Het enthousiasme dat Marco op de heenweg had gemotiveerd om door te rijden was ook deels vervlogen. Voor hem op de picknicktafel lag de brief die hij een week eerder van het Ministerie van Justitie en Veiligheid had ontvangen. De brief had slechts één kantje, met daarnaast nog een aantal bijlagen, maar de belangrijkste zin spookte al die hele week door zijn hoofd:

“Ingevolge artikel 2 lid 2 van de Regeling hulpofficieren van justitie 2008 benoem ik u tot Bijzonder hulpofficier van Justitie, voor de periode van 5 augustus 2024 tot en met 18 augustus 2024”

Natuurlijk begreep Marco dat het woord ‘bijzonder’, in deze context, eerder betekende dat hij minder speciaal was dan een normale hulpofficier. Het betekende niets meer dan dat hij tijdelijk de functie van hulpofficier zou vervullen vanwege een tekort ergens. Toch had hij gehoopt dat zijn eerste optreden als Bijzonder hulpofficier specialer was geweest, of in ieder geval unieker. Na zijn aankomst op het kazerneterrein werd hij echter meteen naar een zaaltje gedirigeerd, waar minstens zeventig collega’s al zaten te wachten. Op een barkruk stond een projector, die een dia op een scherm projecteerde. Op een standaard-titelpagina voor een politie-PowerPoint stond de tekst ‘briefing BHOvJ’s’. Marco ging op een lege stoel zitten. Hij pakte demonstratief zijn telefoon om zich van de zaal af te zonderen, maar een collega van rond de zestig, kaal met een gezet postuur, pikte dat signaal niet op.

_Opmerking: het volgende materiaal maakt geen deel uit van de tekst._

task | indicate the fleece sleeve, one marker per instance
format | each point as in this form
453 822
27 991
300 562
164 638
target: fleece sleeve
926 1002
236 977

“Kom je van ver?” vroeg hij, leunend richting Marco. Die moest een zucht onderdrukken, maar stopte zijn telefoon in een borstzak en knikte. “Hoogeveen,” zei hij. “Jij?” 

“Oh, Friesland! Zozo,” antwoordde de man theatraal. “Ik kom uit Gouda, dus een stukje dichterbij. Filip Hoeksmeer, hulpofficier” stelde hij zich met uitgestoken hand voor. Marco gaf hem een stevige hand. “Marco Witzman, bijzonder hulpofficier,” antwoordde hij. “En Hoogeveen ligt in Drenthe, niet in Friesland,” legde hij verder uit. Dit beantwoordde Filip met een vragende blik. “Nee toch? FC Hoogeveen zit in Friesland,” verkondigde hij. Marco was niet zozeer verbaasd dat Filip niet wist waar Hoogeveen lag, maar de zelfverzekerdheid waarmee hij het fout had, was opmerkelijker. Marco schudde zijn hoofd. “Waarschijnlijk denk je aan Heerenveen. Gebeurt vaker,” legde hij uit. Filip knikte en opende zijn mond in de vorm van een geluidloze ‘ah’, alvorens deze in te slikken. In plaats daarvan veranderde hij snel van onderwerp, waarschijnlijk om die blamage maar zo snel mogelijk achter hem te laten.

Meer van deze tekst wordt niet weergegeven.